My client, a leading regulatory intelligence company are currently looking to bring on an ML Engineer on a permanent basis. This is a key hire for the business and will look to move quickly for the right candidate.


They are based in Central London and you will be required in their London office 5 days per month.


As ML Engineer, your mission is to:

  • Participate in the continuous improvement of our client's products
  • Develop advanced NLP and AI-based products that will delight users
  • Provide excellence in cloud-based ML engineering, with as much focus on Operations as Development.
  • Expand of the Team’s knowledge via demonstration and documentation


Key Responsibilities

As a machine learning engineer, your main responsibility is to conduct the development and productionisation of ML and NLP-based features for the client's products - a SaaS Platform and an API.

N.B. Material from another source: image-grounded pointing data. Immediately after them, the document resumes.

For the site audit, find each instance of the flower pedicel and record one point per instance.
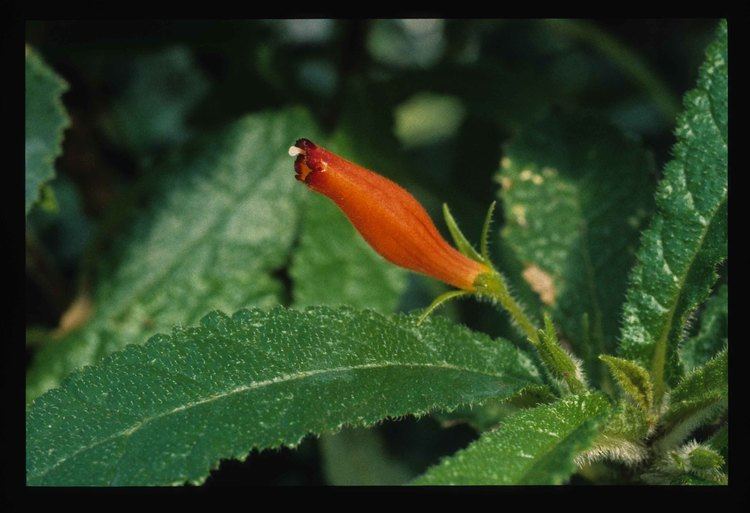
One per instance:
(389, 218)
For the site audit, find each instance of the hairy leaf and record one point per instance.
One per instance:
(687, 237)
(712, 336)
(46, 120)
(622, 438)
(633, 379)
(700, 395)
(335, 266)
(223, 217)
(535, 446)
(166, 412)
(574, 191)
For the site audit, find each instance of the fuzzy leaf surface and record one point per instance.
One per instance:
(168, 411)
(46, 120)
(633, 379)
(222, 218)
(535, 446)
(687, 237)
(700, 396)
(713, 333)
(574, 190)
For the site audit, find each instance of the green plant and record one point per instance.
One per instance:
(283, 318)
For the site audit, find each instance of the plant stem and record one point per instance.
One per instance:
(493, 286)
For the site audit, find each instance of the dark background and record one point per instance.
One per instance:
(439, 95)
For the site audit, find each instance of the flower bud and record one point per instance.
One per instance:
(386, 215)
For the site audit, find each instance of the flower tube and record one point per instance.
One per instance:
(390, 219)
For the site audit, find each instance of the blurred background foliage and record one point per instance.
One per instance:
(426, 102)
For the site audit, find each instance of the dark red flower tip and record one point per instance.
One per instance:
(390, 219)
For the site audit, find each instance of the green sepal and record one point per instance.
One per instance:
(559, 362)
(442, 298)
(463, 245)
(691, 464)
(634, 380)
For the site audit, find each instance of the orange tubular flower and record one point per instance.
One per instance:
(386, 215)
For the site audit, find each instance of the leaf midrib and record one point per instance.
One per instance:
(660, 351)
(256, 385)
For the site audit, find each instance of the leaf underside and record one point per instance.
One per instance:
(46, 120)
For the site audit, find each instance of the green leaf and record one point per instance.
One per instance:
(633, 379)
(700, 396)
(46, 120)
(333, 265)
(222, 218)
(574, 191)
(712, 336)
(490, 413)
(535, 446)
(358, 457)
(687, 237)
(168, 411)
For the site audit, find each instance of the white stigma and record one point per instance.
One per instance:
(294, 151)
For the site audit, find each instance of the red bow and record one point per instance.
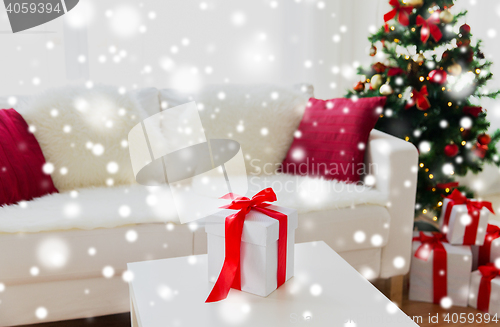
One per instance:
(429, 27)
(420, 98)
(403, 13)
(473, 208)
(488, 272)
(492, 233)
(230, 276)
(439, 262)
(473, 111)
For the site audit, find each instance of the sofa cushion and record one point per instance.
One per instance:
(103, 207)
(348, 229)
(22, 175)
(332, 138)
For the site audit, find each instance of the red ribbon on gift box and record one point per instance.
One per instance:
(492, 233)
(473, 208)
(230, 275)
(429, 27)
(488, 272)
(439, 262)
(403, 13)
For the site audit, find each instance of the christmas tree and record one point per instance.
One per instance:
(434, 78)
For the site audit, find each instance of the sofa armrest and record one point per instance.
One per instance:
(393, 162)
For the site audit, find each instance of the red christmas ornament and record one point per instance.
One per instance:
(359, 87)
(437, 76)
(451, 150)
(464, 29)
(484, 139)
(379, 67)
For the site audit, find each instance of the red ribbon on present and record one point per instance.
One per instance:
(488, 272)
(420, 98)
(230, 275)
(439, 262)
(429, 27)
(403, 13)
(492, 233)
(473, 208)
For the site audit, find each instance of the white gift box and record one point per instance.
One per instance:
(259, 248)
(459, 219)
(475, 281)
(459, 263)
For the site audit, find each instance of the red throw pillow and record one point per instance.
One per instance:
(331, 138)
(21, 161)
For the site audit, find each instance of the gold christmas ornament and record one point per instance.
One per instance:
(446, 16)
(414, 3)
(455, 69)
(376, 81)
(386, 89)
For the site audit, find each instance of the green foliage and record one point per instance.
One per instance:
(443, 123)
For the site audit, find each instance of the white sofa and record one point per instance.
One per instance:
(62, 270)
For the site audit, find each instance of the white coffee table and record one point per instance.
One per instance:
(325, 291)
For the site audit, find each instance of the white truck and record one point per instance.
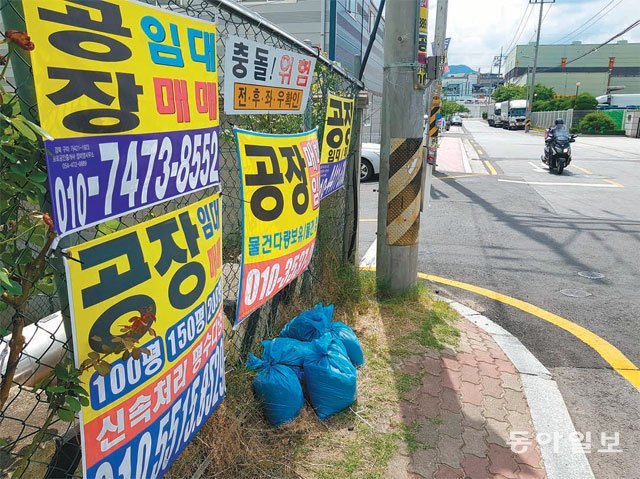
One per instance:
(619, 100)
(494, 115)
(513, 114)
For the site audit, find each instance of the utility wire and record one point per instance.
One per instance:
(585, 25)
(595, 49)
(523, 22)
(543, 19)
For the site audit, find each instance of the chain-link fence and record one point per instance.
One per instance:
(546, 119)
(33, 441)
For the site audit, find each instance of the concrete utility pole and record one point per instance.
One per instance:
(527, 122)
(401, 151)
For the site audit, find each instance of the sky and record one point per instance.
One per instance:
(478, 28)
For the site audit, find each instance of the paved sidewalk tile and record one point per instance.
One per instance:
(468, 404)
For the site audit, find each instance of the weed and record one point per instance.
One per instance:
(359, 442)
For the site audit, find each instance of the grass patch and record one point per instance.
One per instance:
(406, 382)
(360, 442)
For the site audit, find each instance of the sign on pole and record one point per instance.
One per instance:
(129, 94)
(336, 140)
(280, 181)
(422, 32)
(259, 78)
(154, 289)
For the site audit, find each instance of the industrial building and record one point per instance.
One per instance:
(470, 86)
(340, 30)
(615, 65)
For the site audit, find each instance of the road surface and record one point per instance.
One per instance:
(499, 219)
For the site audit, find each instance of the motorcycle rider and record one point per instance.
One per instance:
(558, 131)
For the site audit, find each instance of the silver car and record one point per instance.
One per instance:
(370, 161)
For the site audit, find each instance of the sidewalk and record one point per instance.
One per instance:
(471, 399)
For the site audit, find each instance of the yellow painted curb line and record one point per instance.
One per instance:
(612, 355)
(490, 167)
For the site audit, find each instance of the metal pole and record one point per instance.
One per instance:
(434, 101)
(527, 123)
(401, 151)
(372, 39)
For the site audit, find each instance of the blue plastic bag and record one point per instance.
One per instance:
(289, 351)
(308, 325)
(330, 377)
(312, 324)
(345, 334)
(276, 386)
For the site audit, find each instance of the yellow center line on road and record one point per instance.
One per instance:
(490, 167)
(612, 355)
(584, 170)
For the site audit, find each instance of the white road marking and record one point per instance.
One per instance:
(550, 183)
(549, 413)
(369, 258)
(465, 158)
(536, 168)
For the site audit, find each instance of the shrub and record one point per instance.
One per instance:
(596, 122)
(586, 101)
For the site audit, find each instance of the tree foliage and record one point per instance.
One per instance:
(596, 122)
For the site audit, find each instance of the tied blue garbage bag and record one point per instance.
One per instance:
(276, 386)
(308, 325)
(330, 377)
(290, 351)
(345, 334)
(314, 323)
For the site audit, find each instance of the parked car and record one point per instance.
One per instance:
(370, 161)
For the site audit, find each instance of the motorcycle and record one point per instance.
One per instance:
(557, 153)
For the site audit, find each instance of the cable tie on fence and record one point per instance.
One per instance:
(59, 251)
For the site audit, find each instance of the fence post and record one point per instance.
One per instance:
(13, 19)
(352, 184)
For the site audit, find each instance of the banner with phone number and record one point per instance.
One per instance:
(157, 283)
(335, 144)
(129, 94)
(280, 179)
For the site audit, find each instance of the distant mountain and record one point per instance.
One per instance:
(454, 69)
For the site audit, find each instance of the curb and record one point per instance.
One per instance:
(549, 412)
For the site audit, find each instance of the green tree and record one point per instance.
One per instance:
(451, 108)
(586, 101)
(544, 93)
(596, 122)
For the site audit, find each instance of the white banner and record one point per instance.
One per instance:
(259, 78)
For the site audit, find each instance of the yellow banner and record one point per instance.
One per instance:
(146, 313)
(337, 129)
(281, 198)
(121, 67)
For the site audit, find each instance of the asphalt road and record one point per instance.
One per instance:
(527, 233)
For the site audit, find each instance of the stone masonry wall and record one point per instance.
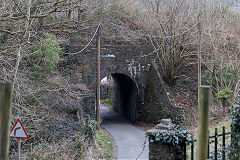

  • Develop optimal ML & NLP solutions for use cases, from baseline to SOTA approaches, wherever appropriate.
  • Produce high quality, modular code, and deploy following our established DevOps CI/CD and best practices.
  • Improve the efficiency, performance, and scalability of ML & NLP models (this includes data quality, ingestion, loading, cleaning, and processing).
  • Stay up-to-date with ML & NLP research, and experiment with new models and techniques.
  • Perform code-reviews for your colleague’s code. Engage with them to raise standards of Software engineering.
  • Propose cloud architectures for ML-based products that need new infrastructure.
  • Participate in the monitoring and continuous improvement of existing ML systems.


Core requirements

Experience matters. But what is more important than raw number of years of experience is demonstrated proficiency (through GitHub profiles/online portfolios and the interview process itself). Bonus points for Stack Overflow and Kaggle contributions!


What we are looking for

  • Experience analysing large volumes of textual data (almost all of our use cases will involve NLP) 🔠
  • Ability to write clear, robust, and testable code, especially in Python 🐍
  • Familiarity with SQL and NoSQL/graph databases 🏦
  • Extensive experience with ML & DL platforms, frameworks, and libraries 📚
  • Extensive experience with end-to-end model design and deployment within cloud environments ☁️
  • A systems thinking approach 🌐, with passion for MLOps best practises 🌀
  • An engineer that can think in O(n) as much as plan the orchestration of their product.
  • Solid understanding of data structures, data modelling, and software architecture, especially cloud-based. 🏛️
  • An engineer that can keep up with mathematically and statistically-oriented colleagues 🔢
  • A healthy sense of humour.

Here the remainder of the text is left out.